The National Volunteer Fire Council’s Make Me a Firefighter campaign helps struggling departments recruit volunteer firefighters.
Although an estimated 85 percent of fire departments are supported entirely or mostly by volunteers, the number of volunteer recruits has dwindled over the past three decades. The National Volunteer Fire Council is looking to reverse that trend.
NVFC’s 2017 Power of A Summit Award-winning recruitment campaign, Make Me a Firefighter, makes it easier for fire departments nationwide to enlist and retain volunteers by providing ready-made materials. Departments also have access to an online portal, where they can post available opportunities. A campaign website allows prospective volunteers to search for opportunities in their area, connect with local departments, and learn more about what it’s like to be a volunteer firefighter.
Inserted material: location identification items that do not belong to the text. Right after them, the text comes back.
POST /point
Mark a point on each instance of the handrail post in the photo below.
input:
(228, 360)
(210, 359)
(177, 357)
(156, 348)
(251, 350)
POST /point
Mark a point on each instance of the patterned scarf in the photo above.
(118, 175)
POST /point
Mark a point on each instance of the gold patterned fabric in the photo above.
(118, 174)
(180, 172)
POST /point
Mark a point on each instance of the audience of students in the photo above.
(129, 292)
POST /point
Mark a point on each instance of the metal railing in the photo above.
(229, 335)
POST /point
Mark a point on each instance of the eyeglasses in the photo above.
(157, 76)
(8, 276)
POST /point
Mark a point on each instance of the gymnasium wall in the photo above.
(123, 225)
“Prior to this program, each individual department was responsible for their own recruitment program,” says NVFC Deputy CEO Sarah Lee, CAE. “This meant they needed to have the time and expertise on their staff to be able to do that. That’s tough to do.”
Lee says there are many reasons departments are having trouble recruiting. Stringent training requirements, higher call volumes, and the rise of dual-income households have all contributed to a dearth of volunteers. To make matters worse, many people simply aren’t aware of the need that exists in their local departments.
“That’s kind of the low-hanging fruit that we identified,” Lee says. “There’s this very basic knowledge people don’t have.”
Make Me a Firefighter eases the pressure on departments. “It’s unified the messaging for recruitment. It’s given this common brand and scheme all departments can use without needing to have that marketing or recruitment expert on staff,” Lee says.
This campaign, she adds, is also a more effective way to engage a younger audience. “The younger generations aren’t necessarily going to pick up a phone and call the station,” she says. “They want to be able to go online and see what’s available.”
Volunteerism has always been a pillar of the fire service. Lee hopes more people will recognize the value of becoming a volunteer, from learning practical skills to the intangibles that come with being an integral part of the community.
“They are saving lives and property,” she says. “A lot of the stuff could not be accomplished if these communities did not have these volunteer firefighters.”